Abstract:
Optimierung des Gegentakt-Spritzgießens von Bauteilen aus Thermoplast Kompositen durch Prozeßüberwachung mit
Ultraschall
H. Mrasek, D. Gohlke, K. Matthies, Berlin; T.K. Pedersen, Aalborg (DK)
Konventionell hergestellte Bauteile aus Kurzfaser-Kompositen besitzen wegen ihrer ungeordneten Faserorientierung örtlich
schwankende mechanische Eigenschaften. Außerdem gibt es Bereiche mit lokalen Fehlstellen, wie Nähte und Porositäten.
Beim Gegentakt-Spritzgießen (GTS) wird das eingespritzte Material zwischen zwei Schnecken mehrmals hin- und
hergeschoben. Dadurch richten sich die eingelagerten Fasern parallel zur Bewegungsrichtung aus. Gleichzeitig kühlt das
Material bei jedem Takt von außen nach innen ab, es entsteht also eine Schichtfolge. Beides führt insgesamt zu einer großen
Erhöhung der Festigkeit.

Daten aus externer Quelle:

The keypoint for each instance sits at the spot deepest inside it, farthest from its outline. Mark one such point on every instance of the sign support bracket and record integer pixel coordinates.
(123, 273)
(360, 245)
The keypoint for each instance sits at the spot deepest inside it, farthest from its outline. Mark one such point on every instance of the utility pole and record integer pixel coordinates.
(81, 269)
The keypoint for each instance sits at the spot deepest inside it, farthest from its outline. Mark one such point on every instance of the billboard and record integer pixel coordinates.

Durch Kombination des GTS mit der Ausblastechnik, bei der nach Erreichen einer vorgegebenen
Wanddicke der noch flüssige Kern ausgeblasen wird, können Hohlkörper großer Festigkeit bei reduziertem Gewicht und
vermindertem Materialeinsatz hergestellt werden.
Zur Erreichung der o.g. Eigenschaften ist es also besonders wichtig, zu entscheiden, wann die erstarrte Schicht dick genug ist,
d. h. wann ausgeblasen werden kann. Diese Entscheidung kann durch die gezielte Auswertung eines Ultraschallsignals
getroffen werden. Dazu werden zwei sich gegenüberliegende Ultraschall-Prüfköpfe in das Spritzwerkzeug eingebaut und die
Schallgeschwindigkeit der Durchschallungs-Impulse während des Spritzens gemessen. Da diese sich in Abhängigkeit vom
Erstarrungsgrad der Schmelze ändert, kann die geforderte Wanddicke bestimmt und das Ausblasen eingeleitet werden. Durch
geschickte Anordnung der Prüfköpfe kann außerdem, durch das Verschwinden des Ultraschallsignals, eine bestimmte Position
der sich ausbreitenden Gasblase bestimmt werden.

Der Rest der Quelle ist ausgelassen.